How to find dead code in XSLT legacy codebase


I’ve started with a BaseX v9 XQuery script that helps me to analyze a XSLT legacy codebase. There are ~100 XSL v1.0 files and over the years there is a little bit of a mess.

The code requires a cleanup. A first step is to find unused code (templates, variables etc.).

My question is about finding match templates that are no longer used:

 <xsl:template match="blabla">...</xsl:template>

In general, what is the best way to find match templates (with or with no mode attribute) that will never be executed?


Solution

  • There are two reasons a template rule might never be executed: either there is another template rule that will always be chosen in preference, or there is NO conceivable source document with a node that matches its pattern. It's not really practical to detect either of these situations by static analysis of the stylesheet. Your best bet is to do some code coverage analysis dynamically, using a representative sample of source documents (and other input conditions such as values of stylesheet parameters).

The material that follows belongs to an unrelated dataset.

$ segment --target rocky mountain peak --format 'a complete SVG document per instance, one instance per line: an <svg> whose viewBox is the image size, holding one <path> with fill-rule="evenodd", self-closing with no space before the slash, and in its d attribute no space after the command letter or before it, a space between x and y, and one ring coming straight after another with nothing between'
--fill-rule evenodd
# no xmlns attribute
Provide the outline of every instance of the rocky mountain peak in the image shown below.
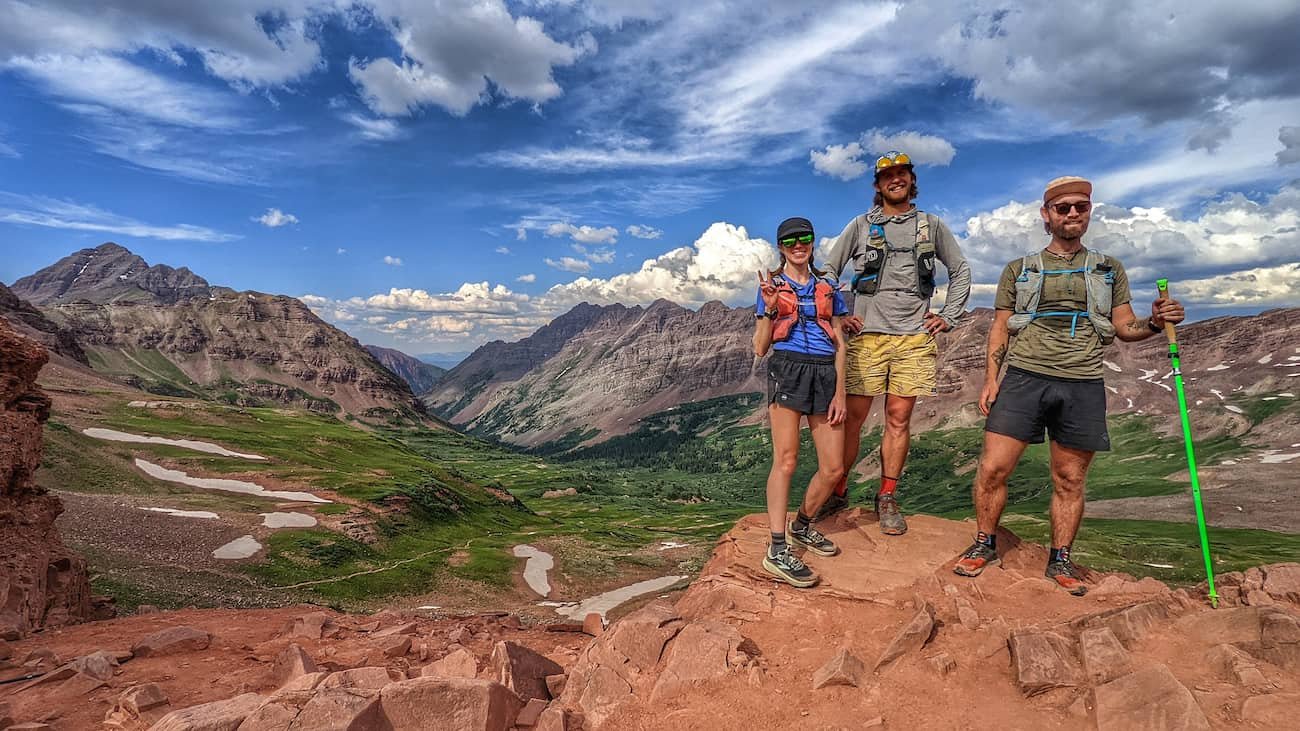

    It's worth googling for "code coverage XSLT" though it will give you more questions than answers. XSpec does code coverage, but only if you have a comprehensive set of XSpec tests, which seems unlikely. Saxon has a facility (-TP:profile.html) that outputs how often each template rule has executed, but sadly, it omits those for which the count is zero. It wouldn't be too hard to combine this data with some source code analysis to find the template rules that don't appear in the list (and also, to combine the outputs from multiple runs with different source documents.)

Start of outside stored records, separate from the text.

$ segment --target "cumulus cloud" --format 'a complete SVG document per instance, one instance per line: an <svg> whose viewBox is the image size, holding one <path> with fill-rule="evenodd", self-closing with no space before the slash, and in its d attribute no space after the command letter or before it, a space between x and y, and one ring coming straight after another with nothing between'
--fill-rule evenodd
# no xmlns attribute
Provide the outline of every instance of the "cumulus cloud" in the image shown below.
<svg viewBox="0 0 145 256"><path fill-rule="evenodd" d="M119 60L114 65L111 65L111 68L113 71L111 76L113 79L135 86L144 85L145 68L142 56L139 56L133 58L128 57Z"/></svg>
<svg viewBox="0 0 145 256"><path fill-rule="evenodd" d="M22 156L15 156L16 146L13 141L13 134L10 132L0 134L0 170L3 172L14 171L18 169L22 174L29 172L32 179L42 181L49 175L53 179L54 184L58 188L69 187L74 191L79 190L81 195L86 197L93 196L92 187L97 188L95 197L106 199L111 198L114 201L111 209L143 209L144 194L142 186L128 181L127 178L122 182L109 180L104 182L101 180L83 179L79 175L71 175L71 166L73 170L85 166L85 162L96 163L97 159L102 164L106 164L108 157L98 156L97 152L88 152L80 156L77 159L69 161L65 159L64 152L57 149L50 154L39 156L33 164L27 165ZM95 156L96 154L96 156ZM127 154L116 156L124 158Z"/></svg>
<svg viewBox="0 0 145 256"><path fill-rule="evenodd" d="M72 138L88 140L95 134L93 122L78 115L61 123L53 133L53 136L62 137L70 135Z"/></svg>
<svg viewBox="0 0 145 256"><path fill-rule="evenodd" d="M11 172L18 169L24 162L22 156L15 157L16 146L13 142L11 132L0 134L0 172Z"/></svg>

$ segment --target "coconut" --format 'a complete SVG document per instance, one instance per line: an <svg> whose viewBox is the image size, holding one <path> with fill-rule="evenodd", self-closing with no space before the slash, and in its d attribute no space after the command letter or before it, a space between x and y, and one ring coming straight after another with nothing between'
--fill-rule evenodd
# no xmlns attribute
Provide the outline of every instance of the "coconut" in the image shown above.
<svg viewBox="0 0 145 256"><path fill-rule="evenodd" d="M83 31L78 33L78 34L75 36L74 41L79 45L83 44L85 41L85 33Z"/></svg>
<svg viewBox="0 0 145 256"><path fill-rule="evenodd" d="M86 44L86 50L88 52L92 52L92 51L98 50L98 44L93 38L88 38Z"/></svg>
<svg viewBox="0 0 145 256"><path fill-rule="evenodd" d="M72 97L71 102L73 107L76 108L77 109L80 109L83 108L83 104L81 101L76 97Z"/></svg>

    An alternative to actually executing the stylesheet against many source documents would be to extract the match patterns into a synthetic stylesheet that tests every input node against every match pattern. You could output an element for every match, then post-process the output to look for patterns missing from the output:

    First:

    <xsl:template match="... a sample pattern... ">
      <match id="654321"/>
      <xsl:apply-templates select="@*|node()"/>
    </xsl:template>
    (repeated for each pattern in the original stylesheet)
    

    Then for the analysis:

    <xsl:variable name="data" select="."/>
    <xsl:key name="k" match="match" use="@id"/>
    <xsl:for-each select="1 to max(//match/@id)[not(key('k', ., $data))]">
      No matches for pattern id="{.}"
    </xsl:for-each>
    

    However, this will give you false "no matches" results for template rules that could be fired by an xsl:apply-imports or xsl:next-match instruction, or for nodes that match more than one template rule (perhaps in different modes). I'm sure the idea could be refined.